Intratumor heterogeneity is of great research interest for understanding cancer pathology and developing diagnostic and therapeutic methods. The low-temperature 3D NADH/Fp (oxidized flavoproteins including FAD) fluorescence imaging or the redox scanning provides an effective tool for imaging intratumor heterogeneity in mitochondrial redox state at a high spatial resolution (down to 50 × 50 × 20 μm3). Previously, we have shown mitochondrial redox state and its heterogeneity in tumor tissue provide sensitive and potentially diagnosis-useful characteristics for differentiating among five human melanoma and two breast cancer mouse xenografts of different metastatic potential. Here, we report the preliminary results of imaging the in vivo mitochondrial redox state of the entire tumor for three human breast cancer lines having ascending order of aggressiveness, i.e., MCF-7 < MDA-MB-468 < MDA-MB-231 xenografted in athymic nude mice. The tumor-bearing mice were anesthetized and snap-frozen in liquid N2 so that the in vivo mitochondrial redox state was maintained for ex vivo redox scanning. The entire excised tumors were scanned section by section at different depths with 400 μm spacing, total of 11–14 sections per tumor. We obtained the 3D distribution of nominal concentrations of oxidized flavoproteins (Fp) and NADH in tissue and calculated the Fp redox ratio Fp/(Fp + NADH) representing the mitochondrial redox state.
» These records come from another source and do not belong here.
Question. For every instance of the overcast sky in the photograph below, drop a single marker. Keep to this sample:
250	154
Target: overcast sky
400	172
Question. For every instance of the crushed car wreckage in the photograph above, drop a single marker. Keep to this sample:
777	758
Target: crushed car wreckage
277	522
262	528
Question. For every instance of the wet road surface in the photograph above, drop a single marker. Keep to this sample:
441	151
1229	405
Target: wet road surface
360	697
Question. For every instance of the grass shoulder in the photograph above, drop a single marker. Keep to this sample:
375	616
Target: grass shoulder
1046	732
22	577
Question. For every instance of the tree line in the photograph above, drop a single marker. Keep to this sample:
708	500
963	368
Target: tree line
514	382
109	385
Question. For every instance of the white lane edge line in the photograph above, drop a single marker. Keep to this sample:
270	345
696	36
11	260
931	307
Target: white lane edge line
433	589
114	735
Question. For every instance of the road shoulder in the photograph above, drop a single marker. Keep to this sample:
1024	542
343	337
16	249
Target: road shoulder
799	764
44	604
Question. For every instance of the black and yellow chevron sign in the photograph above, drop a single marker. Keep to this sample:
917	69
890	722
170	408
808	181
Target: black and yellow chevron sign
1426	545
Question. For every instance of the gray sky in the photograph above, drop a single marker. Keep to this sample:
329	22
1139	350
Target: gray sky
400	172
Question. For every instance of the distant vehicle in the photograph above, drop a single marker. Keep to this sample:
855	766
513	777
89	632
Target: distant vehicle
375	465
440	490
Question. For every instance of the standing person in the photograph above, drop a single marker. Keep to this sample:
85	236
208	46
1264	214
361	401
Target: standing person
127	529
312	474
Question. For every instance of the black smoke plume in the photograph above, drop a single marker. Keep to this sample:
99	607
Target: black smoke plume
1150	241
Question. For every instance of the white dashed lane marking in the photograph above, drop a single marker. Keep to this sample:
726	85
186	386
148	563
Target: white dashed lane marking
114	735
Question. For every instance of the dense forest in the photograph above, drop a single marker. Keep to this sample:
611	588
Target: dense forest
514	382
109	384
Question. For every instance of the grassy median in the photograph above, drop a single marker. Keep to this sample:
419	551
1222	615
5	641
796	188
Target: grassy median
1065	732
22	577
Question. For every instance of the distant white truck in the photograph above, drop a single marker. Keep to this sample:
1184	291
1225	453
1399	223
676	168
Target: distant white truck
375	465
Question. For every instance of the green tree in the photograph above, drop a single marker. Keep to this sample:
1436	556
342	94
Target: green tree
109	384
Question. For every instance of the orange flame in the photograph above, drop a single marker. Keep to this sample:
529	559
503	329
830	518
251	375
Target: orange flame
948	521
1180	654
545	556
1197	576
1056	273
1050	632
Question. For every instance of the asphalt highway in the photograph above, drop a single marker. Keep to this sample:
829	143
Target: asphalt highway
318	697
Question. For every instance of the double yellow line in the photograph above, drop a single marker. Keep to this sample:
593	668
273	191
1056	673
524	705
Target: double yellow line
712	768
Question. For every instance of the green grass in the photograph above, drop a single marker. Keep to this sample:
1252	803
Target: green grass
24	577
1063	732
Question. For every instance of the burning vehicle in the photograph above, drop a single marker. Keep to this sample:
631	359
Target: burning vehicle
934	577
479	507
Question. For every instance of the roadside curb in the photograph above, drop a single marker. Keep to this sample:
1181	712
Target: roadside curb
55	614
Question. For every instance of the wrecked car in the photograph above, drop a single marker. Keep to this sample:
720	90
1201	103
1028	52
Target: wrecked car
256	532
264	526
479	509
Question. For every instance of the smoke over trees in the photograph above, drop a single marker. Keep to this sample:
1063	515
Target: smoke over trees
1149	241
The results revealed that both aggressive tumors (MDA-MB-231 and MDA-MB-468) displayed heterogeneity in the distributions of NADH, Fp and Fp redox ratio, with a localized area exhibiting significantly higher Fp redox ratio than other regions; the indolent MCF-7 tumor displayed a relatively uniform distribution in both Fp and NADH, thus Fp redox ratio. The results suggest possible novel imaging biomarkers on the basis of NADH, Fp and Fp redox ratio images to differentiate among these tumors. Potentially, these biomarkers may be useful for cancer diagnosis and therapy.